Once lively, now circus sees death in offing
The magical charm of circus - once considered as a premium and most enthralling source of amusement - fading away gradually with advancing time. People, including children, are more seeped into the digital world; and of course, the grand mall culture has been successful in attracting everyone in its fascinating world.punjab Updated: Dec 01, 2013 11:04 IST
The magical charm of circus - once considered as a premium and most enthralling source of amusement - fading away gradually with advancing time.
People, including children, are more seeped into the digital world; and of course, the grand mall culture has been successful in attracting everyone in its fascinating world.
'Great Apollo Circus' arrived in the holy city on November 10 and opened up from November 17 with daily three vibrant shows. Each show is of about three hours that unfolds typical circus presentations.
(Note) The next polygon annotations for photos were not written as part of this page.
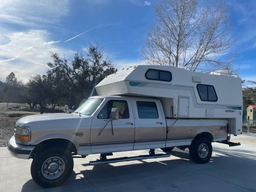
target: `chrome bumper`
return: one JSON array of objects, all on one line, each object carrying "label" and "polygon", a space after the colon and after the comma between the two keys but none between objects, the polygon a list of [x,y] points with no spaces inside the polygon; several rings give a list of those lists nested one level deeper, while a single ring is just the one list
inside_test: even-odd
[{"label": "chrome bumper", "polygon": [[34,146],[23,145],[17,143],[15,141],[14,136],[9,140],[8,150],[10,154],[19,159],[29,159],[34,148]]}]

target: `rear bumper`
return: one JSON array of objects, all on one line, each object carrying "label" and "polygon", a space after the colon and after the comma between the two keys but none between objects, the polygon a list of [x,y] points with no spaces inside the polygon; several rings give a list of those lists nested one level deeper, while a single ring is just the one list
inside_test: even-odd
[{"label": "rear bumper", "polygon": [[34,146],[23,145],[15,142],[14,136],[9,140],[8,150],[10,154],[19,159],[29,159]]}]

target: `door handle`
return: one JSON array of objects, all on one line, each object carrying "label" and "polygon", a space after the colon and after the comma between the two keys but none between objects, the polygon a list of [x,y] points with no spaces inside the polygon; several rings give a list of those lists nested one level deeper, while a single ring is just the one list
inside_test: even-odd
[{"label": "door handle", "polygon": [[125,123],[125,124],[126,124],[126,125],[133,125],[133,123],[132,123],[131,122],[127,122]]}]

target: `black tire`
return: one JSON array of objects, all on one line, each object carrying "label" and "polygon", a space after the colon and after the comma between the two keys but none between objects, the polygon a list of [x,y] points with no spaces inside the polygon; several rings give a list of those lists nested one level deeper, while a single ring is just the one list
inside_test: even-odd
[{"label": "black tire", "polygon": [[189,148],[191,159],[197,163],[205,163],[212,157],[212,142],[209,139],[198,137],[192,142]]},{"label": "black tire", "polygon": [[[47,161],[49,161],[49,163]],[[52,169],[49,169],[51,164],[55,166],[50,167],[53,167]],[[44,188],[50,188],[58,186],[64,182],[71,175],[73,167],[73,158],[68,151],[52,148],[36,155],[32,161],[30,171],[32,178],[38,185]],[[59,169],[61,169],[61,170]],[[55,171],[55,172],[47,173],[49,170],[52,172]],[[49,172],[50,172],[49,171]],[[52,177],[58,175],[58,177],[49,178],[51,175]]]},{"label": "black tire", "polygon": [[166,147],[166,148],[160,148],[164,152],[170,152],[174,148],[174,147]]}]

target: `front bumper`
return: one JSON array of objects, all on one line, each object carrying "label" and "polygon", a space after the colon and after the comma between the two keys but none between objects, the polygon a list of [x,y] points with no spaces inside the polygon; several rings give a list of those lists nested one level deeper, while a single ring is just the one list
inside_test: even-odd
[{"label": "front bumper", "polygon": [[19,159],[29,159],[35,147],[34,146],[23,145],[17,143],[15,141],[14,136],[10,139],[8,144],[10,154]]}]

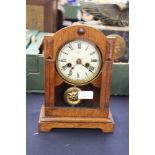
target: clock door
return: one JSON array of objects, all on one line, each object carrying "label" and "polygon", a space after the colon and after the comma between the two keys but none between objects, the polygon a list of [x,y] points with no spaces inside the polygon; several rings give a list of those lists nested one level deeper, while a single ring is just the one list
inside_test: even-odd
[{"label": "clock door", "polygon": [[45,37],[45,115],[108,116],[113,40],[108,41],[80,25]]}]

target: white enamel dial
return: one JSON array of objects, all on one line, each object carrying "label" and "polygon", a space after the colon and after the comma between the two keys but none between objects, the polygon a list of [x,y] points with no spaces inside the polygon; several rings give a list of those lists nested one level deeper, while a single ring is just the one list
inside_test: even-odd
[{"label": "white enamel dial", "polygon": [[85,40],[65,44],[59,51],[56,68],[68,83],[83,85],[92,81],[101,70],[102,59],[97,47]]}]

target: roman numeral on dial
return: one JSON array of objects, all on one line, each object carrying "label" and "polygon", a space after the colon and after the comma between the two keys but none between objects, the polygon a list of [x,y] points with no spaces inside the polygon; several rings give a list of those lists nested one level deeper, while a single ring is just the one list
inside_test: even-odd
[{"label": "roman numeral on dial", "polygon": [[77,73],[77,79],[80,77],[79,73]]},{"label": "roman numeral on dial", "polygon": [[66,62],[66,59],[60,59],[59,61],[61,61],[61,62]]},{"label": "roman numeral on dial", "polygon": [[71,50],[73,50],[73,47],[72,47],[72,45],[71,45],[71,44],[69,44],[69,45],[68,45],[68,47],[69,47]]},{"label": "roman numeral on dial", "polygon": [[98,60],[97,59],[91,59],[91,62],[97,62]]},{"label": "roman numeral on dial", "polygon": [[62,66],[62,70],[66,70],[67,69],[67,65]]},{"label": "roman numeral on dial", "polygon": [[81,49],[81,43],[78,43],[78,49]]},{"label": "roman numeral on dial", "polygon": [[95,52],[91,52],[91,53],[90,53],[90,55],[93,55],[93,54],[95,54]]},{"label": "roman numeral on dial", "polygon": [[89,69],[89,71],[94,71],[95,70],[95,67],[89,66],[88,69]]},{"label": "roman numeral on dial", "polygon": [[71,76],[73,74],[72,70],[69,71],[68,73],[68,77]]}]

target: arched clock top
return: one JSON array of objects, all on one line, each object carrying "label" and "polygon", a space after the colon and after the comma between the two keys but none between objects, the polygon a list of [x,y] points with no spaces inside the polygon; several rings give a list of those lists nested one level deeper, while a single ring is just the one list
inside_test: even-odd
[{"label": "arched clock top", "polygon": [[57,52],[59,52],[63,45],[77,39],[92,42],[100,49],[103,59],[106,58],[106,36],[101,31],[85,25],[69,26],[59,30],[53,36],[45,36],[45,57],[53,57],[55,59]]}]

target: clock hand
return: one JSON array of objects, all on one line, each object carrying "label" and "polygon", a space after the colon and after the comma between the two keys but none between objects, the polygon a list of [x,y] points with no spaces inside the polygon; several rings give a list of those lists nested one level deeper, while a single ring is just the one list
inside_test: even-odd
[{"label": "clock hand", "polygon": [[71,69],[69,70],[68,76],[71,76],[71,75],[72,75],[72,70],[74,69],[74,67],[75,67],[76,65],[77,65],[77,64],[75,64],[74,66],[71,67]]},{"label": "clock hand", "polygon": [[82,65],[83,67],[87,68],[91,73],[94,74],[94,72],[92,72],[92,71],[91,71],[88,67],[86,67],[84,64],[81,63],[81,65]]}]

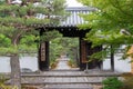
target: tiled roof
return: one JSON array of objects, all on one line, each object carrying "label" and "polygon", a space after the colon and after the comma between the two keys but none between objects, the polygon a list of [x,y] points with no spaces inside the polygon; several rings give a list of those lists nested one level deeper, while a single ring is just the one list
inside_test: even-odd
[{"label": "tiled roof", "polygon": [[70,12],[70,16],[64,21],[62,21],[59,27],[75,27],[78,24],[83,24],[85,21],[79,14],[88,14],[90,11],[94,11],[95,9],[86,7],[74,7],[66,8],[65,10]]}]

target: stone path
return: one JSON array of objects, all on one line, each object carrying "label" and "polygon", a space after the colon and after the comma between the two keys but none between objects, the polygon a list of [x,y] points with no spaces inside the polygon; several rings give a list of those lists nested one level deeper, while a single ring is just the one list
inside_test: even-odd
[{"label": "stone path", "polygon": [[84,71],[53,70],[40,73],[22,73],[22,85],[39,86],[38,89],[100,89],[100,85],[108,77],[117,77],[120,73],[112,71]]}]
However, an elephant that plays cricket, a dog that drives a toy car and parrots that enjoy little swings are big hit among children. In addition, gymnastics by African artistes is captivating, too.
Apollo, a big brand in the world of circus, has been now left with only 60 artistes, including young females in the age group of 22-30 years. There was a time when the Apollo had more than 150 artistes, but with fading charm the number of artistes dropped, too.
Despite high advertisement in the city, very few seats got occupied in each show. When asked to performers how they feel when they see empty chairs during their performance; they say it pinches.
However, they ensure that they are giving their best performance in each and every show. "I joined circus at a very young age. During those days, people had great craze for the circus, but today it's reverse. However, for most of us this is our life and our lovely passion," says Rinku Khan, 54-year-old artiste, who is part of the 'flying swing' presentation.
"Circus is a beautiful world, which people should help saving from death," opines Khan, the senior most artistes of the Apollo circus.
However, the circus manager, Bhadur Singh, took the HT team backstage - where nearly 30 tents were erected to accommodate the artistes. Whether its winter or summer, irrespective of any weather condition, these tents remain their accommodation.
We went there about 11.30 am, barely an hour before the start of the maiden show of the day. Artistes were seen dressing up casually and animals, especially dogs, were happily playing with each other.
Everyone was seemed to be connected that gave a feeling of a family and a colourful environment. "We do not feel that we are at work. It's more like a home, a family here. After the show, we sit in groups and chat for hours," said Raju, a dwarf, who plays the role of clown.
Vijay Kumar, a chef, who is with Apollo for last 18 years, says it is family now. He enjoys making food for the staff and ensures that everyone has taken proper meal.
"Circus is life for all the artistes and other staff here. They love what they do and often appreciate the family culture, but what worries me and my team the most is the end of the circus world, which seems to be coming closer day-by-day," said emotional Bhadur Singh, adding: "We wish the show must go on.!"
Great Apollo Circus runs three shows daily -12.30 pm, 3.30 pm, 6.30 pm.
The price of ticket varies between Rs 40 and Rs 120.
December 25 is the last day of the circus in the city at D-Block, Ranjeet Avenue Grounds.